Time is money: Dynamic-model-based time series data-mining for correlation analysis of commodity sales

https://doi.org/10.1016/j.cam.2019.112659Get rights and content

Highlights

  • Right commodities can be recommended to right customers at right time by the proposed method.

  • Dynamic model reflects the relationships of the goods at the different observation time points.

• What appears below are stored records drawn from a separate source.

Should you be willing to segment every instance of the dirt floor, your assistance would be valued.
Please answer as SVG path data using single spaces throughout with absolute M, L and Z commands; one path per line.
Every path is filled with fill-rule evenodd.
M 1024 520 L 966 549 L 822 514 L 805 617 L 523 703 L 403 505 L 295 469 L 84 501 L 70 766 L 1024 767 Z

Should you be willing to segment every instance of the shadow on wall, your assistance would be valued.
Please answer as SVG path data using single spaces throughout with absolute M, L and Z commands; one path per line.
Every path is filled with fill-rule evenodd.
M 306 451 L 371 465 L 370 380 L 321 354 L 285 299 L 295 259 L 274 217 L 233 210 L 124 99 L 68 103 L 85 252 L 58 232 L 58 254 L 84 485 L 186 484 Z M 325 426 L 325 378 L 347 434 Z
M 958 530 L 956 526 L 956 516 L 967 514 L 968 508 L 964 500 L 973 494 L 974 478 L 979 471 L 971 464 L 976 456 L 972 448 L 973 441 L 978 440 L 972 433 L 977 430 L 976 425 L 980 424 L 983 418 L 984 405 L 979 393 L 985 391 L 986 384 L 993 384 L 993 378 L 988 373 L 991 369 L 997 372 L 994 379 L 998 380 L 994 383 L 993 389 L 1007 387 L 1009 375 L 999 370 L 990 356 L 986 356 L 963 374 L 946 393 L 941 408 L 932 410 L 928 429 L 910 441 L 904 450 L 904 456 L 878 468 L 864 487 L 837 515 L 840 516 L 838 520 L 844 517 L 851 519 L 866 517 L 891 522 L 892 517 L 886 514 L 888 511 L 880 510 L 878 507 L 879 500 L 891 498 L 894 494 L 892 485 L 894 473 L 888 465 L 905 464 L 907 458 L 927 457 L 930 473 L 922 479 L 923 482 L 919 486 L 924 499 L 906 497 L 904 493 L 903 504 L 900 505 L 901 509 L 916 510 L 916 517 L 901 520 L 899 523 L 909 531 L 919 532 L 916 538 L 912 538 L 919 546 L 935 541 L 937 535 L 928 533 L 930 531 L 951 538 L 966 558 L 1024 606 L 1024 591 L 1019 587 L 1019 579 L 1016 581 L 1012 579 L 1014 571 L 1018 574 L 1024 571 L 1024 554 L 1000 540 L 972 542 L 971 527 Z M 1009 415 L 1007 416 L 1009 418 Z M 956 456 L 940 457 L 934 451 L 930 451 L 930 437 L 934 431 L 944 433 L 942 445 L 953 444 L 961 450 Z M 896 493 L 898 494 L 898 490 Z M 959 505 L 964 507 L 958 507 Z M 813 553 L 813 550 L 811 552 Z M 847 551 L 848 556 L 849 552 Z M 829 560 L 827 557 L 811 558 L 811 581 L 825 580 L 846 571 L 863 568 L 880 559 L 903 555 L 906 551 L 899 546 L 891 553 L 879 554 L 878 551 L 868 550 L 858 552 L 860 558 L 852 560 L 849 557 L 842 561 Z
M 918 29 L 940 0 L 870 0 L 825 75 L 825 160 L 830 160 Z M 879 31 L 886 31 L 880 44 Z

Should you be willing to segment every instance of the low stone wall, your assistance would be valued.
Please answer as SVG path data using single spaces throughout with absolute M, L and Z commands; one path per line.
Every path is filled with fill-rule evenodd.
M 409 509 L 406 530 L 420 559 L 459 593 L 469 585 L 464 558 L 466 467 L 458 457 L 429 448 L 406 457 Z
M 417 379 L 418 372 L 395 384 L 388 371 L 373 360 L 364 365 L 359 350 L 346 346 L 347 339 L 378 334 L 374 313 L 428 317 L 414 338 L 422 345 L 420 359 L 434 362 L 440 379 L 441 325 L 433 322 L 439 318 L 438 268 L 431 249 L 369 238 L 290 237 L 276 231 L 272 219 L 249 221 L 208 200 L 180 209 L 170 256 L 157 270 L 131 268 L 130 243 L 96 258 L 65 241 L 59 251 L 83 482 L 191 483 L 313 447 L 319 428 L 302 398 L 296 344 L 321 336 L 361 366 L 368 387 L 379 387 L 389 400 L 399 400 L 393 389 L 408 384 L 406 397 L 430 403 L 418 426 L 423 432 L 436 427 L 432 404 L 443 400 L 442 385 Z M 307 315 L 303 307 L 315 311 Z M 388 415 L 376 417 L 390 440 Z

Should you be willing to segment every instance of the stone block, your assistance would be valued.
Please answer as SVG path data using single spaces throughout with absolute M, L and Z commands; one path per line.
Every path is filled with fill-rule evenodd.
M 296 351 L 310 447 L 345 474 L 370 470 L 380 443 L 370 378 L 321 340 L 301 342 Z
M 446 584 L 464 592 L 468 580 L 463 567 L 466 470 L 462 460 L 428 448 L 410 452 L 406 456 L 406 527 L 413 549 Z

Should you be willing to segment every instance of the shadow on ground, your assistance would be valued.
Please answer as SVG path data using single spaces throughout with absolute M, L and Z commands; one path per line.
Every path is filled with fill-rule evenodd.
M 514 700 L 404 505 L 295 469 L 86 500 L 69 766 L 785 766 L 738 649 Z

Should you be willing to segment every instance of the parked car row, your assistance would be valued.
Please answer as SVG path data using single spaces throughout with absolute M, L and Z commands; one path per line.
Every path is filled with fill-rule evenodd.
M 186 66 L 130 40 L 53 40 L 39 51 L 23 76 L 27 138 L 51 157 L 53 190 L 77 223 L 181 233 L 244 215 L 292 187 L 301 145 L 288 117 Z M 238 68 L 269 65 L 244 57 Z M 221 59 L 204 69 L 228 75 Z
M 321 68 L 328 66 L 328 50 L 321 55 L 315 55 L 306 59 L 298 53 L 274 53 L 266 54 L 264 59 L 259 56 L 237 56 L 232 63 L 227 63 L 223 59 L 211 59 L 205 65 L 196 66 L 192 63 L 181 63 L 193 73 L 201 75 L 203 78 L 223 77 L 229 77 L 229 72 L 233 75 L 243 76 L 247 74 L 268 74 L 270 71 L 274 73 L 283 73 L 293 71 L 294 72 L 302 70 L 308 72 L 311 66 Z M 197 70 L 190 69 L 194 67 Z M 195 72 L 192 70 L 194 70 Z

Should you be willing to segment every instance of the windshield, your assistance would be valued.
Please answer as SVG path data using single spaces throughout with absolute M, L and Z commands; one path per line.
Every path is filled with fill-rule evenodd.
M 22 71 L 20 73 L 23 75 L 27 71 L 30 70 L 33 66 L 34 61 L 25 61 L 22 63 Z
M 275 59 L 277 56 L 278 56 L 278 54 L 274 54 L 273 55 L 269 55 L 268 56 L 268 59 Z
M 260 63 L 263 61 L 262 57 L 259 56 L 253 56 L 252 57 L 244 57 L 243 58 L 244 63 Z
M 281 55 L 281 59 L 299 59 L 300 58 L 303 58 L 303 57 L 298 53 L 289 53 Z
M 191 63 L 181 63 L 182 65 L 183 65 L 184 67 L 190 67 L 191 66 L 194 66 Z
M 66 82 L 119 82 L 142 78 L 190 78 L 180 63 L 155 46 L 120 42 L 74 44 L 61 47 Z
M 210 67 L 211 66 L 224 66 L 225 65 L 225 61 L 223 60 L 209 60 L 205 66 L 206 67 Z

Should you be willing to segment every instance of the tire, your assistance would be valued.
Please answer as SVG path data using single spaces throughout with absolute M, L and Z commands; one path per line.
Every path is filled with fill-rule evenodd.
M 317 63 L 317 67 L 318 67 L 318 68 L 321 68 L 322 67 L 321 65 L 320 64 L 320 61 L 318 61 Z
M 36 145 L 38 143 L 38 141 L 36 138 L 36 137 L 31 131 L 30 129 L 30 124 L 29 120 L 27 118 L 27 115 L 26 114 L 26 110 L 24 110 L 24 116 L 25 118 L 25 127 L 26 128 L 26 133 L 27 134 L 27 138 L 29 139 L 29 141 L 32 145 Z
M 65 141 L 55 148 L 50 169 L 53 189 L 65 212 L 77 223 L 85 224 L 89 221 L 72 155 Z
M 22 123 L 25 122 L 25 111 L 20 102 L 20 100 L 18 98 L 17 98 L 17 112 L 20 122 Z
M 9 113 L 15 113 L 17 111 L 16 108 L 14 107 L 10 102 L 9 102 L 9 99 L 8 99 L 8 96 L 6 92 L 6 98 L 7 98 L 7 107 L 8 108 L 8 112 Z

  • The beginning time and duration of correlation among goods can improve the sales quantity.

Abstract

The correlation analysis of commodity sales is very important in cross-marketing. A means of undertaking dynamic-model-based time series data-mining was proposed to analyze the sales correlations among different commodities. A dynamic model comprises some distance models in different observation windows for a time series database that is transformed from a commodities transaction database. There are sales correlations in two time series at different times, and this may produce valuable rules and knowledge for those who wish to practice cross-marketing and earn greater profits. It means that observation time points denoting the time at which the sales correlation occurs constitute important information. The dynamic model that leverages the techniques inherent in time series data-mining can uncover the kinds of commodities that have similar sales trends and how those sales trends change within a particular time period, which indicates that the “right” commodities can be commended to the “right” customers at the “right” time. Moreover, some of the time periods used to pinpoint similar sales patterns can be used to retrieve much more valuable information, which can in turn be used to increase the sales of the correlated commodities and improve market share and profits. Analysis results of retail commodities datasets indicate that the proposed method takes into consideration the time factor, and can uncover interesting sales patterns by which to improve cross-marketing quality. Moreover, the algorithm can be regarded as an intelligent component of the recommendation and marketing systems so that human–computer interaction system can make intelligent decision.

Introduction

Market basket analysis is one of the most popular areas in the field of data-mining ([1], [2], [3], [4]), which is used to analyze customer behaviors with respect to the purchase of commodities. One of the most well-known cases is the story of beers and diapers, in which a correlation was found between these commodities purchased by Walmart customers; it is also a well-known case in cross-marketing. The case tells us that data-mining techniques can uncover interesting patterns, rules, and knowledge from a large database ([5], [6], [7], [8]) and utilize them to guide marketing behaviors so as to further improve commodity sales. This process is a part of intelligent system. Especially, the future of retailing (()) includes five key topic areas, in which “big data” collection and usage as a core intelligent subsystem constitute a popular research direction that is attracting much attention.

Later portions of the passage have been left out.